RR with its corresponding 95% CI was used to evaluate the relationship between the BMI and incidence of prostate cancer. A random-effects model was adopted to account for both within- and between-study heterogeneity. For dose-response meta-analysis, we assigned the reported median or mean BMI level of each category to the corresponding RR. If medians or means were not available, the midpoint of the lower and upper bounds of that category was adopted. When the highest category was open-ended, the width of the category was assumed to be the same as the closest adjacent category [6]. The method proposed by Greenland and Longnecker [30] was used to estimate the dose-response trend for each study. These dose-response trends were then pooled with a random-effects meta-analysis. Finally, a potential non-linear dose-response relationship was also explored by using restricted cubic regression splines with three knots at the 25th, 50th, and 75th percentiles of the distribution [31].

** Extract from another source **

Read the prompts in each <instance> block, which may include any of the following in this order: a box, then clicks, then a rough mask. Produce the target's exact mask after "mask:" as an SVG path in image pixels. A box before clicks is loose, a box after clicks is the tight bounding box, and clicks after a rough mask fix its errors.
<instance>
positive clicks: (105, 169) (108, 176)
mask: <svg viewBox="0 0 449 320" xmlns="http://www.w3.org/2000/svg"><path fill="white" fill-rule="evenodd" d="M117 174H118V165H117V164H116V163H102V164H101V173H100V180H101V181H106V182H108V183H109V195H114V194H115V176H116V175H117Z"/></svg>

Publication bias was evaluated by Begg’s test [32], Egger’s test [33] and a trim-fill analysis. Heterogeneity was assessed by Cochran’s Q (significance level was set to P < 0.10) and I2 [34]. Galbraith plot was used to identify the studies that contributed to the heterogeneity. Sensitivity analyses were performed by removing one study at a time and recalculating the pooled risk estimate for the remaining studies. Statistical analyses were completed with Stata version 10 (StataCorp, College Station, TX).

Acknowledgments

This study was supported by grants from the National Natural Science Foundation of China (8172500).

Author contributions

All authors contributed significantly to this work. B.X. and X.X. designed the research study; B.X., X.X., X.W. performed the research study and collected the data; B.X., X.X., X.W. analyzed the data; B.X. and X.W. wrote the first draft of the manuscript; All authors reviewed, edited and approved the manuscript.

CONFLICTS OF INTEREST

None.

FINANCIAL INTEREST

The authors declare no competing financial interests.